We found that many of their habits are worn with shaven heads or as close to the scalp as possible. They engage in sexual activities alone, and with each other before people. It is beginning to emerge that Jeanne’s false stories allow these young women some breathing space as they get into slavery within the church. They have come up with a way of indulging themselves without feeling guilty at all. The Devil was cooperating with Grandier and so he persuaded the nuns to deceive him.
When this sexual freedom suddenly starts, this is the reason why keen interest of the Cardinal then the King come into play. This surely is bedlam and how can such a thing be let to happen in one of France’s cities? And guess who stands in front of these walls’ demise? The modernist style mixed with a 17th-century French setting takes us deeper into a dream like state. Is this reality or simply my imagination? I would say that it is important to consider an average European mindset at that time, which embraced the idea that spirits, gods, and demons controlled the world. For these individuals however, every moment was like that of a surrealistic haunted house.
Russell’s camera matches the wildness that erupts with the nuns. We do not have time to follow any event as whip pans swing our mind from one to another. High-angle shots stand for one character’s dominance over others while a person’s loyalty is revealed by low angle shots. It was definitely worth it, because there was a lot of time spent on composition and blocking of scenes. In Russell’s case, they are pre-digital crowds that he has been talking about all this time, hence amazing coordination and choreography by him and his crew.
The tone and style of this film were somewhat similar to Tom Twyker’s Perfume, another darkly surreal movie about France.
What makes it more interesting is that Russell clearly stated before now how he had grown up in a Catholic home and continued practicing his faith till now. However, being a man of faith who truly grasps where he comes from happens to be so different among them. Beliefs differ from institutions. The more humans try to formalize and narrow spirituality, the greater they ruin it. This is what Russell also highlights through an intermingling of state and religious power characterized by parallel agendas which are more than happy to use one another as stepping stones towards realizing their respective goals.
To me or you, it is easy to be a believer but when the heads of a nation use religion as an excuse for their misdeeds, it cannot be confused with anything else; in fact, it is the very definition of blasphemy.

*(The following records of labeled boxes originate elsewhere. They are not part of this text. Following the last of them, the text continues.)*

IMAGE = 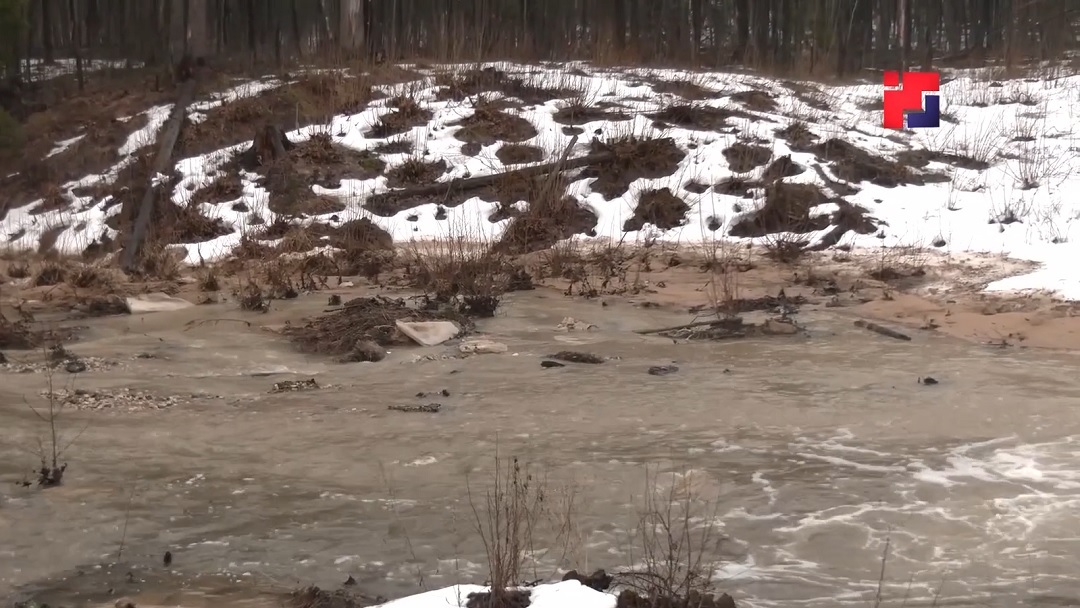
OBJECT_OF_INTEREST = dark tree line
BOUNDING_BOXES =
[0,0,1080,80]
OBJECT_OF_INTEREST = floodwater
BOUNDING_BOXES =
[0,291,1080,607]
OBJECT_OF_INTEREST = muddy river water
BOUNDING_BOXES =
[0,292,1080,606]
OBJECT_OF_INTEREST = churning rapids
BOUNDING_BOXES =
[0,293,1080,607]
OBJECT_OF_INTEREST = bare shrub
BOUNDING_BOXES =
[619,469,723,606]
[27,354,86,487]
[405,235,516,317]
[465,452,573,608]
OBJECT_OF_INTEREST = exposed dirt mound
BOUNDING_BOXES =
[581,137,686,201]
[495,144,544,164]
[731,91,777,112]
[190,171,244,206]
[622,188,690,232]
[645,104,757,131]
[616,589,735,608]
[175,70,390,158]
[251,217,394,257]
[282,297,472,356]
[372,139,416,154]
[454,106,537,146]
[729,183,829,238]
[683,179,708,194]
[552,102,631,125]
[435,67,575,104]
[150,199,235,244]
[366,97,434,139]
[724,141,772,173]
[713,177,761,199]
[777,122,818,152]
[99,159,234,251]
[810,139,948,188]
[492,178,598,254]
[0,70,173,219]
[896,150,990,171]
[250,134,386,216]
[650,80,716,102]
[387,157,448,188]
[761,154,807,184]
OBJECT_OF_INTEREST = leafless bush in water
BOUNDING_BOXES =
[619,469,723,604]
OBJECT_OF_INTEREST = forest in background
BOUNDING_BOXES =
[0,0,1080,78]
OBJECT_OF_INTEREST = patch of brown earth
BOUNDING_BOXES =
[256,217,394,257]
[683,179,708,194]
[581,137,686,201]
[731,91,777,112]
[387,157,449,188]
[622,188,690,232]
[365,97,434,139]
[495,144,544,165]
[729,183,829,238]
[188,171,244,205]
[451,105,538,146]
[896,150,990,171]
[810,139,949,188]
[713,177,761,199]
[175,72,388,158]
[0,70,179,219]
[723,141,772,173]
[372,139,416,154]
[435,67,576,104]
[251,133,386,215]
[496,178,598,255]
[552,100,631,125]
[649,80,716,102]
[645,104,757,131]
[775,122,818,152]
[761,154,807,184]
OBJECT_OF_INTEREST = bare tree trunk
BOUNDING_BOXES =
[41,0,56,65]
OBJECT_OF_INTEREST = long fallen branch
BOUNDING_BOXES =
[634,319,743,336]
[855,319,912,342]
[367,148,615,213]
[123,79,195,270]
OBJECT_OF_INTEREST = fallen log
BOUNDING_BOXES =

One of the best films ever is The Devils. I was absolutely certain about this as soon as I saw the final credits go up on my screen and sat down here with my mouth hanging open over what I had just seen. It’s pretty common sight to see a director who has bitten off more than he can chew trying to make ten states on inherently unwieldy things in one movie. Richard Kelly’s Southland Tales provides a good example of that. If only those filmmakers would take lessons from what Ken Russell did here. By being smart and economical, and knowing when to go big vs. pulling back, he can say everything he wants to say. In my opinion, there hasn’t been another film that has captured the horrors & dangers of religious mania so much better than this.